Ha sempre voluto lavorare con Milena Canoneri per i costumi?
«Sì, perché è una leggenda nel suo campo. Conosce tutto del periodo ma nel contempo è molto creativa e ama sperimentare. Volevo creare un mondo nuovo, fresco, con abiti ispirati ai colori pastello dei pasticcini Ladurée».
Come mai ha usato molta musica degli anni '80 per la colonna sonora?

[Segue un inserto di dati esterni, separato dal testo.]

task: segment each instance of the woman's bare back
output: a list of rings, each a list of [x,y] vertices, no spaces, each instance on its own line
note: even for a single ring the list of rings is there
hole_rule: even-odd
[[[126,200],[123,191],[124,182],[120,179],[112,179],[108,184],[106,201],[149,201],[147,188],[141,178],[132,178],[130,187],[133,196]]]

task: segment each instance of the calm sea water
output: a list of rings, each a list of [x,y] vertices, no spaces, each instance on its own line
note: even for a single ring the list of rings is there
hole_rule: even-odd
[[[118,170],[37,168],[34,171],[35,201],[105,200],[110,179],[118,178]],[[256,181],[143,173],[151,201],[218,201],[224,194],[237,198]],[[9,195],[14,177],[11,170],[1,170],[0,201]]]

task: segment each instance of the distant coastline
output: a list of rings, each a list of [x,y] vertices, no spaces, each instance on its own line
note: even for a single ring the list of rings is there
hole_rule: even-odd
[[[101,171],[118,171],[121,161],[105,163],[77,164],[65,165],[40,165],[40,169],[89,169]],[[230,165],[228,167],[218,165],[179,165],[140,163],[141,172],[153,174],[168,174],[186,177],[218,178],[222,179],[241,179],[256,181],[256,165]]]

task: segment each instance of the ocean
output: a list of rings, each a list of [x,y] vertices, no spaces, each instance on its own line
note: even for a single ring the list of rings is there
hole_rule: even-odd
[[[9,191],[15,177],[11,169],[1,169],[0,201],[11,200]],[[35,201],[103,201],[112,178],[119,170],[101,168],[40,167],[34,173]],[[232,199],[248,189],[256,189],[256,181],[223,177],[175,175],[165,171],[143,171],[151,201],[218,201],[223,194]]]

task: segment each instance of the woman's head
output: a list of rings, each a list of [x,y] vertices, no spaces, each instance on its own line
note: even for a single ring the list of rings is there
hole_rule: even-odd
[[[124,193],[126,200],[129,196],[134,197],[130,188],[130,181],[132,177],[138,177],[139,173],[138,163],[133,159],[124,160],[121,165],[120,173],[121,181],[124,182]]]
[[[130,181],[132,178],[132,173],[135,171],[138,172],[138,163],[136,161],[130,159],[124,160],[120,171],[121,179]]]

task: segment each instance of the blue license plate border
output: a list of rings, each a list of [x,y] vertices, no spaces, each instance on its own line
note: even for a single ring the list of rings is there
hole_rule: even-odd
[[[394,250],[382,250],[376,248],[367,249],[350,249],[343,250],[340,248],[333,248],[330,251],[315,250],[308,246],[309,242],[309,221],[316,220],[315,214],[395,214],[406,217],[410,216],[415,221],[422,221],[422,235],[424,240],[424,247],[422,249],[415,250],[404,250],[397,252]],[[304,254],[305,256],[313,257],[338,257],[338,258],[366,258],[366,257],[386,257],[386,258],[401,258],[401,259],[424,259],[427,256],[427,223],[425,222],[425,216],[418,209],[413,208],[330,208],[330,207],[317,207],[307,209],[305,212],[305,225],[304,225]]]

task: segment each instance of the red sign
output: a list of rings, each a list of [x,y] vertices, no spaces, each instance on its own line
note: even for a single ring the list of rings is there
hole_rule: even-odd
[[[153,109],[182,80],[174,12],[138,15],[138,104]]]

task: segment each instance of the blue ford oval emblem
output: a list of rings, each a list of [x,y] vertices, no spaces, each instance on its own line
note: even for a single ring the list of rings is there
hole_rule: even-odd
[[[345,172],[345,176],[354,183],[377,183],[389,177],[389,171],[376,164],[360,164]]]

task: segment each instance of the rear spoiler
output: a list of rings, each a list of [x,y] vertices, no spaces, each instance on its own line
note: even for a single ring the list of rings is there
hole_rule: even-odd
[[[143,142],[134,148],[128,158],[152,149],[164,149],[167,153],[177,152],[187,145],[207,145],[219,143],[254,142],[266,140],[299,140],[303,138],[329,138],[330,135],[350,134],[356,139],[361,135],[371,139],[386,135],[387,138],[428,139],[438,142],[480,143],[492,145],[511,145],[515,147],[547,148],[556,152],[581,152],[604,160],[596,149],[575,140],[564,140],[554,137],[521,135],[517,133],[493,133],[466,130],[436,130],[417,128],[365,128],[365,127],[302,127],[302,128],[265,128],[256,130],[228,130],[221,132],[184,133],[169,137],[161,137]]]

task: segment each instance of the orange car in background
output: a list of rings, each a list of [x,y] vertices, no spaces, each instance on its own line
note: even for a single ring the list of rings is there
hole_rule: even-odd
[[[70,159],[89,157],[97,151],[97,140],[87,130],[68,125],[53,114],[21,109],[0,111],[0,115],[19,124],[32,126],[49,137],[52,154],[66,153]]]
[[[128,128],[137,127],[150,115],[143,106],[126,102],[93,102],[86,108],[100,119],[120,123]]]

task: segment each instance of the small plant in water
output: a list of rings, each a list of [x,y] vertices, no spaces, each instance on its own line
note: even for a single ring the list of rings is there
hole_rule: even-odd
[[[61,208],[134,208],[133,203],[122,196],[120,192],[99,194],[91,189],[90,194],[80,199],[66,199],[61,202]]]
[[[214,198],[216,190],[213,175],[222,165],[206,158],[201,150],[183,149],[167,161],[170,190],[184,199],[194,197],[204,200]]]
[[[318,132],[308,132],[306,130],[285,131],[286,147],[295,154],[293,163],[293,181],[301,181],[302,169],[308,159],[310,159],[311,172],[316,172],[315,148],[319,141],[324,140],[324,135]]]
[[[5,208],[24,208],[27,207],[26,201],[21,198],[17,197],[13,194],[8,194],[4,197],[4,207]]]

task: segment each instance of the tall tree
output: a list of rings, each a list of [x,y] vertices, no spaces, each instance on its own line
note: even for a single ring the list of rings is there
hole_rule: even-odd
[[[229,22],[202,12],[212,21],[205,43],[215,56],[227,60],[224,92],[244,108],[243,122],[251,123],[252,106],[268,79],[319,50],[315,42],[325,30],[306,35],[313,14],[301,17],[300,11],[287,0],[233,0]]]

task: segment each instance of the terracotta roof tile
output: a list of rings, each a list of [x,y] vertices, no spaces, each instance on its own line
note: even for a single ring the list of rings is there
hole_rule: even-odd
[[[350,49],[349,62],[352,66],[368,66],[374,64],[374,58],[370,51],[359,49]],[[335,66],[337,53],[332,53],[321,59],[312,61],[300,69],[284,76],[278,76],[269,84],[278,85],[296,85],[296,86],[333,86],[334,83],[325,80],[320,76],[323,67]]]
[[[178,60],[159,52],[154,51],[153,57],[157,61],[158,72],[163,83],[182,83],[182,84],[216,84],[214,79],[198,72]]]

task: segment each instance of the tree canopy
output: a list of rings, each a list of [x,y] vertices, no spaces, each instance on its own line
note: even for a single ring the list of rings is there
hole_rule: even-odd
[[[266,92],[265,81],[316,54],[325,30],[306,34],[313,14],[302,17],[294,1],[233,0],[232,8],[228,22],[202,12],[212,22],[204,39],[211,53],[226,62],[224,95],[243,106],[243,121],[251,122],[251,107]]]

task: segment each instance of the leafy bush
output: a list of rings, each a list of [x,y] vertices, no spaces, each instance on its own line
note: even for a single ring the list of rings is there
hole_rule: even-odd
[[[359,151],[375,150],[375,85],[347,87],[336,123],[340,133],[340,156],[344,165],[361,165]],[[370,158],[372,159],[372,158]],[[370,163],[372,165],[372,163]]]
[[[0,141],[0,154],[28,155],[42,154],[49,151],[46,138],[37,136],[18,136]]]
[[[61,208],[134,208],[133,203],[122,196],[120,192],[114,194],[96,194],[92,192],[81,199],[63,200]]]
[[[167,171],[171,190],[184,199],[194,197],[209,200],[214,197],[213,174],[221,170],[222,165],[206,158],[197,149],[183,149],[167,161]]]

«Era quella che ascoltavo scrivendo la sceneggiatura, e volevo musica new romantic, come i Bow Wow Wow, i New Order, Adam Ant, per riflettere la freschezza di un periodo in cui un gruppo di teenager dominava la corte di Francia».
Come ha scelto il cast?
«Avevo già diretto Kirsten Dunst ne Le vergini suicide e volevo lavorare ancora con lei. Jason Schwartzman è un attore di talento ed è anche mio cugino. Forse è il mio lato italiano, ma mi piace lavorare con amici e famiglia. L'ho imparato da mio padre, che ci portava sempre sul set dei suoi film».
Suo padre ha detto che lei è la regista che più lo ispira al momento. Che effetto le fa?
«Credo che lo dica perché continuo a fare film personali, e penso che questo gli ricordi i suoi inizi. Ma in realtà è lui ad ispirarmi».
Gli chiede ancora consigli?
«Sì, lui mi mostra sempre cose nuove. Io invece al massimo gli do consigli su come vestirsi...».
Lei è incinta di Thomas Mars, leader del gruppo francese Phoenix. Vivrà in Francia?
«Thomas abita a Parigi, e in futuro immagino che farò la spola tra Parigi e New York, dove vivo io. E per un po' penserò al bebè e non a un nuovo film».